The symptoms of the new SARS-like coronavirus are a serious cough, a shortness of breath and a rise in temperature. Unfortunately, this sounds like the average common cold. It’s the bit that follows that gets worrying — breathing becomes a struggle and your lips start going blue.
In hospital, they’ll ask you if you’ve been on holiday recently. If the answer is Tenerife, they’ll send you back home.
But if you’ve come back from the Middle East, they will begin looking at you differently.
They’ll start by donning face masks and white gowns. Throat samples will be taken and sent to a high-security laboratory.
Your body will start to get floppy as your lungs struggle to get oxygen.
You’ll find yourself being stretchered down the corridor or transferred by ambulance in a plastic anti-infection bubble to a hospital specializing in intensive care for people with respiratory infections.
If you’re lucky, your body will stay calm and your immune system will kill the virus. You’ll have defeated the coronavirus.
But if your immune system overreacts to the virus, you’ll find yourself teetering between life and death.
Fluid will build up in your lung tissue, making breathing even more difficult.
You’ll be put on a life-support machine and given a 50/50 chance of recovery.
Unfortunately for you, antibiotics will not touch the virus and there are no antiviral drugs.
Six people have died such a death so far, worldwide. The first patient to die in Britain passed away on Sunday night at the Queen Elizabeth Hospital in Birmingham and the Health Protection Agency is now on full alert.
Doctors in accident and emergency departments have been briefed to take extra samples if a patient has visited Pakistan or the Middle East.
Britain’s public-health laboratories have been working round the clock to get a genetic fingerprint of the virus.
Meanwhile, scientists at Rotterdam University in Holland are looking at swabs taken at the start of the outbreak eight months ago.
They are keen to see if the virus has a common source or if it is a nasty conglomeration of several viruses from this family.
The worst-case scenario is that the virus adapts itself so that it is able to spread more easily from person to person.
The best-case scenario is that we have a virus that struggles to leap from person to person — and can only do so within families.
So far, it appears to be the latter.
The virus had a chance to go global after Christmas when four million pilgrims went to Mecca in Saudi Arabia for the Haj religious pilgrimage.
There was no mass outbreak. But the virus does appear to be airborne — meaning that it can be carried by droplets from your mouth.
In a family setting, this means that kissing, sharing towels, sneezing and coughing without putting your hand up are all high-risk behaviours.
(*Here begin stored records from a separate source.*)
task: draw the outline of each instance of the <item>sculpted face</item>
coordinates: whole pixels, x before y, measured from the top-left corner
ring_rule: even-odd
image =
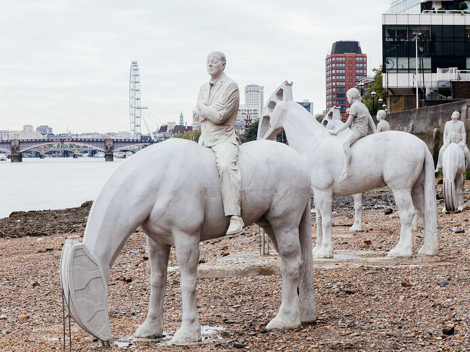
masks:
[[[214,52],[207,55],[207,73],[215,78],[223,72],[225,68],[225,57],[223,54]]]

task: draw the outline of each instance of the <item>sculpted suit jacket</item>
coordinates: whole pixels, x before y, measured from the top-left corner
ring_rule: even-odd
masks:
[[[202,109],[203,111],[200,111],[197,107],[197,104],[201,101],[208,106]],[[223,102],[223,107],[219,111],[211,106],[218,101]],[[242,143],[235,131],[239,104],[238,85],[224,72],[212,88],[209,82],[203,84],[193,116],[196,121],[201,121],[201,134],[199,144],[207,147],[224,142],[241,145]]]
[[[454,129],[453,130],[453,122],[450,121],[446,122],[444,128],[444,144],[448,145],[450,143],[456,143],[462,146],[462,144],[465,144],[467,139],[465,124],[460,120],[457,120],[455,122]]]

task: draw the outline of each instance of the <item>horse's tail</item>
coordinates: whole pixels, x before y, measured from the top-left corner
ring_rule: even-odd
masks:
[[[83,243],[67,240],[61,258],[61,283],[70,314],[103,345],[111,337],[110,268],[127,238],[151,210],[149,199],[128,196],[135,193],[140,183],[129,177],[133,168],[125,168],[127,166],[121,164],[115,170],[94,203]]]
[[[429,149],[423,142],[424,151],[424,243],[419,254],[436,255],[438,253],[438,214],[436,201],[434,162]]]
[[[312,214],[307,202],[298,227],[302,265],[299,271],[298,294],[300,321],[312,322],[317,319],[313,292],[313,258],[312,252]]]

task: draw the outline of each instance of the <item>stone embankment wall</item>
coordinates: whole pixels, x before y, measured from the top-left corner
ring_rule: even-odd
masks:
[[[467,144],[470,137],[470,99],[421,107],[387,115],[390,129],[413,133],[424,141],[437,162],[439,149],[442,145],[444,125],[450,120],[452,113],[460,113],[467,130]]]

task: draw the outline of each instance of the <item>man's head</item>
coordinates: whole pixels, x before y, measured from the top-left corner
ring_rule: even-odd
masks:
[[[386,115],[387,113],[385,112],[384,110],[379,110],[377,112],[377,121],[380,121],[381,120],[384,120]]]
[[[219,51],[213,51],[207,55],[207,73],[214,79],[218,78],[225,69],[225,55]]]
[[[346,92],[346,96],[348,98],[348,102],[349,104],[352,103],[353,99],[359,99],[360,100],[362,100],[360,99],[360,93],[359,93],[359,91],[356,88],[350,88]]]

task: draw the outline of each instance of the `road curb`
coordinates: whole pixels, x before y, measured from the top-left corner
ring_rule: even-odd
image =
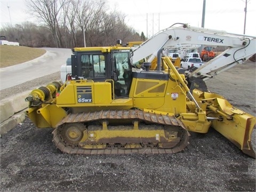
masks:
[[[22,122],[26,118],[25,111],[18,113],[0,124],[0,137],[13,129],[18,124]]]

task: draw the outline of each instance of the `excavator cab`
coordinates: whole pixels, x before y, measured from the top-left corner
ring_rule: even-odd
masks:
[[[114,87],[113,98],[128,95],[132,72],[130,48],[75,48],[74,53],[71,55],[73,79],[109,81]]]

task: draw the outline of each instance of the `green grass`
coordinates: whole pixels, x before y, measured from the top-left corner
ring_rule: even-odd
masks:
[[[0,45],[0,68],[28,61],[43,55],[45,50],[22,46]]]

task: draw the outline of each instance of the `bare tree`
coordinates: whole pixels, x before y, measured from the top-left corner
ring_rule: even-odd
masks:
[[[59,19],[61,9],[67,0],[27,0],[27,5],[33,14],[49,27],[57,47],[63,47]]]

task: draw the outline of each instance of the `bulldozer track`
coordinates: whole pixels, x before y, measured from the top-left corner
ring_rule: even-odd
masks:
[[[119,119],[120,122],[124,120],[131,121],[138,120],[140,122],[154,124],[157,125],[171,125],[178,130],[181,135],[181,139],[173,148],[161,148],[157,145],[145,143],[143,142],[143,147],[140,149],[124,149],[120,143],[111,143],[105,149],[84,149],[77,145],[67,144],[60,133],[61,126],[66,123],[86,123],[103,120]],[[118,126],[116,126],[118,127]],[[147,127],[147,125],[144,125]],[[145,112],[138,109],[130,110],[109,110],[93,112],[84,112],[78,114],[69,114],[63,118],[58,125],[57,127],[52,132],[53,142],[56,147],[61,151],[68,154],[172,154],[181,151],[188,145],[190,136],[185,125],[174,116],[163,115],[154,113]]]

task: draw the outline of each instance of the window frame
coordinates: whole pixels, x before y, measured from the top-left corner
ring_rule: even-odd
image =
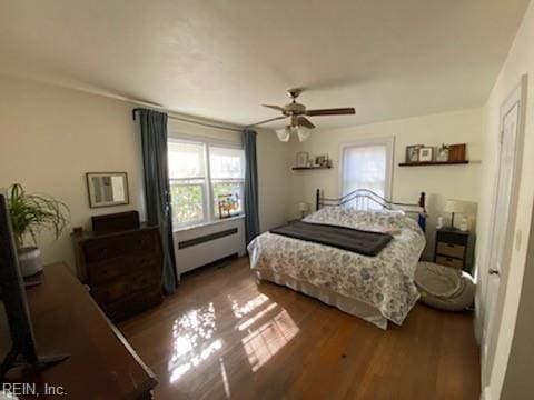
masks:
[[[185,142],[185,143],[194,143],[194,144],[202,144],[204,147],[204,169],[205,169],[205,177],[204,178],[196,178],[196,179],[204,179],[204,187],[202,187],[202,192],[204,192],[204,201],[202,201],[202,208],[205,210],[205,218],[201,221],[195,221],[191,223],[176,223],[172,221],[172,230],[174,231],[179,231],[179,230],[186,230],[199,226],[207,226],[211,223],[218,223],[222,221],[230,220],[233,218],[243,218],[245,217],[245,210],[244,210],[244,204],[241,203],[241,212],[237,216],[230,217],[230,218],[217,218],[217,211],[215,209],[215,198],[214,198],[214,182],[211,179],[211,164],[210,164],[210,148],[227,148],[227,149],[237,149],[244,151],[244,157],[245,157],[245,149],[243,144],[239,144],[234,141],[229,140],[220,140],[216,138],[209,138],[209,137],[201,137],[201,136],[188,136],[188,134],[172,134],[169,136],[167,139],[168,142]],[[246,163],[244,166],[246,168]],[[172,180],[192,180],[191,178],[180,178],[180,179],[172,179],[169,177],[169,183]],[[244,177],[243,179],[239,178],[219,178],[215,180],[215,183],[233,183],[233,182],[240,182],[243,183],[243,187],[245,189],[245,171],[244,171]],[[244,190],[245,191],[245,190]],[[245,193],[243,193],[241,202],[244,200]]]
[[[345,192],[345,150],[353,147],[373,147],[373,146],[385,146],[386,147],[386,178],[384,180],[384,197],[387,200],[392,200],[393,193],[393,166],[395,157],[395,137],[378,137],[378,138],[363,138],[354,140],[350,142],[342,143],[339,146],[339,198],[344,196]]]

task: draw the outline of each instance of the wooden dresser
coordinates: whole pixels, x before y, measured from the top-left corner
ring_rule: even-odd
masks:
[[[72,233],[78,278],[103,312],[120,321],[161,303],[161,240],[157,227]]]
[[[71,269],[63,263],[46,266],[40,280],[41,284],[27,289],[38,351],[70,357],[41,371],[13,369],[7,381],[34,384],[42,399],[61,398],[44,396],[46,386],[61,390],[66,399],[150,399],[158,383],[155,374]],[[9,349],[9,329],[0,304],[0,357]]]
[[[471,233],[468,231],[463,232],[446,228],[437,229],[434,262],[469,271],[472,267],[472,247]]]

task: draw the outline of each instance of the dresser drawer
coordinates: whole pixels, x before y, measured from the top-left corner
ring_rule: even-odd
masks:
[[[464,268],[463,260],[454,259],[451,257],[436,256],[436,263],[441,266],[457,268],[457,269]]]
[[[161,304],[164,297],[160,289],[147,289],[142,292],[121,298],[102,306],[102,311],[115,322],[122,321],[151,307]]]
[[[120,299],[135,297],[146,290],[161,291],[160,276],[146,272],[138,276],[123,277],[112,283],[91,288],[91,296],[102,307]]]
[[[87,283],[90,287],[105,284],[115,279],[126,279],[132,273],[151,271],[156,276],[161,273],[161,259],[155,253],[119,256],[110,260],[102,260],[87,264]]]
[[[82,243],[87,263],[121,254],[152,252],[158,248],[157,231],[132,231],[123,234],[93,238]]]
[[[455,244],[455,243],[445,243],[445,242],[437,242],[437,254],[441,256],[448,256],[455,258],[464,258],[465,253],[465,246]]]

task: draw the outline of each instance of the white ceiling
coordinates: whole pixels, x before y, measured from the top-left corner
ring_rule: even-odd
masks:
[[[368,123],[482,106],[527,3],[0,0],[0,72],[240,124],[305,87],[356,108],[318,128]]]

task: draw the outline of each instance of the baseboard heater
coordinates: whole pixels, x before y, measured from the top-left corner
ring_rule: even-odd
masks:
[[[225,259],[245,254],[244,221],[222,222],[226,227],[200,227],[175,233],[178,273]]]
[[[231,229],[226,229],[224,231],[215,232],[215,233],[209,233],[209,234],[204,234],[198,238],[194,239],[188,239],[188,240],[182,240],[178,242],[178,249],[187,249],[188,247],[194,247],[200,243],[206,243],[211,240],[220,239],[230,234],[236,234],[237,233],[237,228],[231,228]]]

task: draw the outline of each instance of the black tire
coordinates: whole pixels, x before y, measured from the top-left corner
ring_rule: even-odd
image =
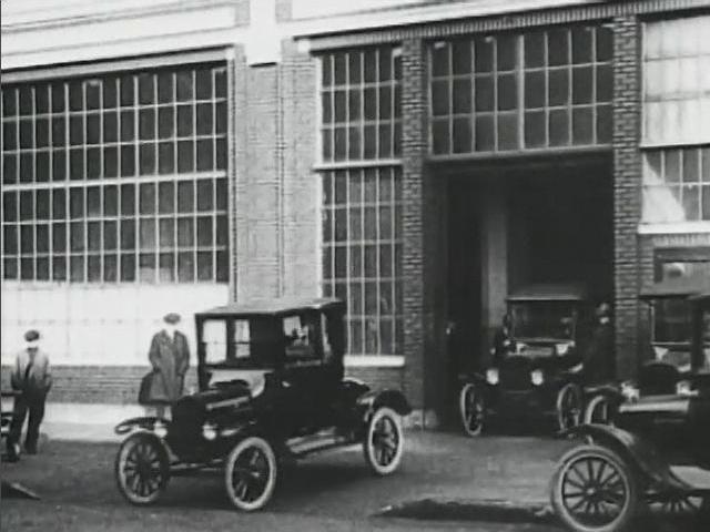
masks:
[[[375,410],[367,423],[363,452],[369,469],[377,475],[390,474],[399,467],[404,432],[397,412],[386,407]]]
[[[464,431],[470,437],[480,436],[486,418],[486,403],[479,385],[464,385],[458,396],[458,411]]]
[[[585,407],[585,424],[613,424],[615,405],[609,396],[598,395],[592,397]]]
[[[632,470],[618,454],[604,447],[580,446],[559,461],[550,501],[569,530],[622,532],[636,518],[639,491]]]
[[[243,439],[224,464],[224,484],[230,502],[244,512],[261,510],[276,487],[277,462],[274,450],[264,438]]]
[[[575,383],[565,385],[557,393],[557,427],[569,430],[581,421],[582,395],[581,388]]]
[[[160,499],[170,480],[168,451],[153,434],[131,434],[121,443],[114,472],[119,491],[130,503],[152,504]]]

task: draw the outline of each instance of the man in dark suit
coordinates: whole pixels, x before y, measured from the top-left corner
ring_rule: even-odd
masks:
[[[40,436],[40,423],[44,418],[44,402],[52,386],[49,372],[49,358],[40,350],[40,334],[32,329],[24,334],[26,348],[18,352],[10,382],[18,392],[14,398],[12,423],[8,436],[8,457],[17,460],[20,451],[20,436],[24,418],[29,412],[24,450],[28,454],[37,454],[37,443]]]
[[[155,406],[156,416],[161,418],[165,415],[165,408],[182,396],[190,367],[187,338],[178,330],[180,315],[170,313],[163,317],[163,330],[153,336],[148,354],[153,372],[146,401]]]
[[[613,379],[613,326],[611,307],[602,303],[597,307],[597,327],[582,356],[582,375],[587,385],[604,385]]]

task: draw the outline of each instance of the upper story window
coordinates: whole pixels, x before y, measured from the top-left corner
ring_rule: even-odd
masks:
[[[643,29],[643,143],[710,142],[710,16]]]
[[[432,154],[609,144],[611,55],[606,27],[432,43]]]
[[[229,280],[223,63],[2,85],[2,278]]]
[[[710,16],[643,27],[643,222],[710,221]]]
[[[400,156],[400,55],[378,47],[320,58],[323,163]]]

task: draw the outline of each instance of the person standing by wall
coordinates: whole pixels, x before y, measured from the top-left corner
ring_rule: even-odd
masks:
[[[155,407],[155,415],[165,416],[166,408],[182,396],[185,374],[190,367],[190,347],[185,335],[178,330],[180,315],[170,313],[163,318],[163,330],[151,340],[148,359],[153,368],[149,374],[145,405]]]
[[[597,317],[597,327],[591,335],[581,361],[581,370],[587,386],[608,383],[615,377],[611,306],[608,303],[600,304],[595,315]]]
[[[10,460],[17,460],[19,456],[20,436],[28,412],[24,450],[28,454],[37,454],[40,423],[44,418],[44,402],[52,386],[49,357],[39,348],[40,334],[34,329],[28,330],[24,334],[24,341],[27,346],[18,352],[10,377],[12,389],[18,392],[7,442]]]

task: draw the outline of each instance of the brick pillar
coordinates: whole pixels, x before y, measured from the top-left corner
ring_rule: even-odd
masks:
[[[432,316],[427,311],[425,272],[425,200],[426,178],[426,61],[424,43],[412,39],[403,43],[402,53],[402,115],[403,115],[403,197],[404,236],[404,389],[417,409],[430,409],[426,402],[425,352]]]
[[[641,218],[640,24],[635,16],[613,19],[613,239],[617,376],[638,365],[639,249]]]
[[[282,282],[278,71],[237,63],[236,78],[236,297],[274,297]]]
In a city context this could mean that close contact on packed Tube trains could help the virus to thrive.
The worry is that the more people get infected, the higher the chance that it could mutate.
But the good news is that viruses are not notorious for mutating. With more attention to hygiene, the chances are the spread of this virus will be halted.
Will there ever be an infectious disease that could wipe out the human population? It’s possible.
I do think it’s inevitable that we’ll have a global outbreak of flu sometime around 2017-18, if historical cycles are anything to go by. Vigilant surveillance is the only real answer that we have.
New flu strains are a day-to-day problem and we have to be careful to keep on top of them.
We now have scientific processes enabling us to quickly identify the genome — the total genetic content — of the virus behind a new illness, so that we know what we are dealing with.
The best we can do after that is to develop and stockpile vaccines and antiviral drugs that can fight new strains that we see emerging.
I’m worried our politicians are not taking this certainty of mass death seriously enough.
Such laxity could come at a human cost so unprecedentedly high that it would amount to criminal negligence.
The race against newly-emerging, animal-derived diseases is one we must win every time.
A pandemic virus needs to win only once and it could be the end of humankind.